Allowing the core devs to let us know more about them outside of their coding + assumed politics (we really should have a link to their recent post https://join-lemmy.org/news/2023-06-17_-_Update_from_Lemmy_after_the_Reddit_blackout and make it a rule in the AMA to not beat that dead horse) would likely make lemmy more approachable to those on the borderline. Any way it would go would still be better than u/spez's.
I think any of the three would be large enough that we can stress test community interest/behavior, mod abilities, and instance/community load.
AMA is a high amount of trust in the moderation team. You build trust by having assurances that the AMA hosts have done their research and prove that the person is who they say they are.
Where we need to start is: who around here is even capable of hosting AMAs? Are they willing to host AMAs to build a community/subreddit's trust? Etc. etc.
Yeah I think there's a lot of value in hearing from non-celebrities and to be honest, people being here because they want to be rather than they're promoting something is just more interesting.

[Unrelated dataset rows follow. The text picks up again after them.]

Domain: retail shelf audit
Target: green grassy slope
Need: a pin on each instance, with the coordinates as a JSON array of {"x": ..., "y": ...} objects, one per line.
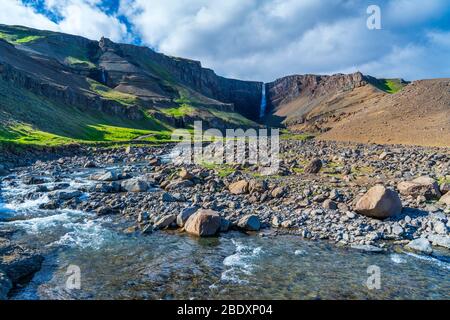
[
  {"x": 389, "y": 85},
  {"x": 29, "y": 119},
  {"x": 26, "y": 118}
]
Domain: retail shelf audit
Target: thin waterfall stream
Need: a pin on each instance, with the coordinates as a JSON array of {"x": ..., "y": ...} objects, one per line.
[{"x": 263, "y": 102}]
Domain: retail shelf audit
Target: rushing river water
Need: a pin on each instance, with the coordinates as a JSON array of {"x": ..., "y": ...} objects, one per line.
[{"x": 167, "y": 265}]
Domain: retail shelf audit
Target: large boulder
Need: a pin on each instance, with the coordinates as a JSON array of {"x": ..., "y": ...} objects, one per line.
[
  {"x": 184, "y": 215},
  {"x": 134, "y": 185},
  {"x": 314, "y": 166},
  {"x": 3, "y": 170},
  {"x": 380, "y": 203},
  {"x": 278, "y": 192},
  {"x": 185, "y": 175},
  {"x": 445, "y": 188},
  {"x": 33, "y": 180},
  {"x": 445, "y": 199},
  {"x": 240, "y": 187},
  {"x": 17, "y": 262},
  {"x": 259, "y": 186},
  {"x": 422, "y": 186},
  {"x": 421, "y": 245},
  {"x": 5, "y": 286},
  {"x": 109, "y": 176},
  {"x": 250, "y": 223},
  {"x": 204, "y": 223},
  {"x": 65, "y": 195},
  {"x": 440, "y": 240},
  {"x": 165, "y": 222}
]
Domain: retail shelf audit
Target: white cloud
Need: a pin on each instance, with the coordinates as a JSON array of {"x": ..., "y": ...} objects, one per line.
[
  {"x": 80, "y": 17},
  {"x": 267, "y": 39},
  {"x": 15, "y": 13}
]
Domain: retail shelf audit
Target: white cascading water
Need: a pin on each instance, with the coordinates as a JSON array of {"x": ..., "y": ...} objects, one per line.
[
  {"x": 263, "y": 102},
  {"x": 103, "y": 76}
]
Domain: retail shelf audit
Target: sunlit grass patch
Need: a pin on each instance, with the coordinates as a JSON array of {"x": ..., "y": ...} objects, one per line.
[{"x": 110, "y": 94}]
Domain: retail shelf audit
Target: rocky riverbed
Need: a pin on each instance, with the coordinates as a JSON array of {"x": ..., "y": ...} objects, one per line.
[{"x": 371, "y": 198}]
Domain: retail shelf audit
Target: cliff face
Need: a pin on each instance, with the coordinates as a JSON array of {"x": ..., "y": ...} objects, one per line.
[
  {"x": 123, "y": 80},
  {"x": 244, "y": 95},
  {"x": 55, "y": 82},
  {"x": 288, "y": 89}
]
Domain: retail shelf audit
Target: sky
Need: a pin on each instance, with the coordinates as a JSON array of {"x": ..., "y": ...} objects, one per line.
[{"x": 263, "y": 39}]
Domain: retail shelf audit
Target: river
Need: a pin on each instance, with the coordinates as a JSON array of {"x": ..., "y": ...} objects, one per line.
[{"x": 169, "y": 265}]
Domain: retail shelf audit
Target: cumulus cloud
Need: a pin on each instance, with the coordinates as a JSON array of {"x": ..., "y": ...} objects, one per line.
[
  {"x": 80, "y": 17},
  {"x": 15, "y": 13},
  {"x": 266, "y": 39},
  {"x": 263, "y": 40}
]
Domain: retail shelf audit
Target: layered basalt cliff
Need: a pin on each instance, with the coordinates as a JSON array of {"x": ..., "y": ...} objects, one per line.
[
  {"x": 244, "y": 95},
  {"x": 54, "y": 82},
  {"x": 287, "y": 89}
]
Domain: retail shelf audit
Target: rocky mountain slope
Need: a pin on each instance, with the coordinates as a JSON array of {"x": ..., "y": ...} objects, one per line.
[
  {"x": 361, "y": 108},
  {"x": 63, "y": 87},
  {"x": 417, "y": 115},
  {"x": 86, "y": 84}
]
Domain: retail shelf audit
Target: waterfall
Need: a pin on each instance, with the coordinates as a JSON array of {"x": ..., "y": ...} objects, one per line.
[
  {"x": 103, "y": 76},
  {"x": 262, "y": 112}
]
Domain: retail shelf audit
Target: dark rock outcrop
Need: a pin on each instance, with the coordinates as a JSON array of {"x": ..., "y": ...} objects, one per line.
[{"x": 287, "y": 89}]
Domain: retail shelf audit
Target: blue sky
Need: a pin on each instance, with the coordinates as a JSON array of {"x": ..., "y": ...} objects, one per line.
[{"x": 263, "y": 39}]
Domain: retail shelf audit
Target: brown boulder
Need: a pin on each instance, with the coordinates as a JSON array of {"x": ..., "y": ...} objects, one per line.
[
  {"x": 204, "y": 223},
  {"x": 379, "y": 203},
  {"x": 423, "y": 186},
  {"x": 314, "y": 166},
  {"x": 185, "y": 175},
  {"x": 445, "y": 199},
  {"x": 240, "y": 187}
]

I'd totally love that! Hearing the personal experiences of "Normal" (for lack of a better word) people would be awesome! The vast differences in the lives that people lead is fascinating
I think it would be best to hold off until the Lemmy developers push out an update which solves the issue of having separate communities for the same topic on multiple instances. For example, multi-community feeds or merging instances.
Is this now widely acknowledged as a problem? I don't see a problem with that kind of fragmentation tbh. Especially since there was fragmentation of that kind in reddit too Maybe Lemmy/kbin just need a reliable way to search across instances.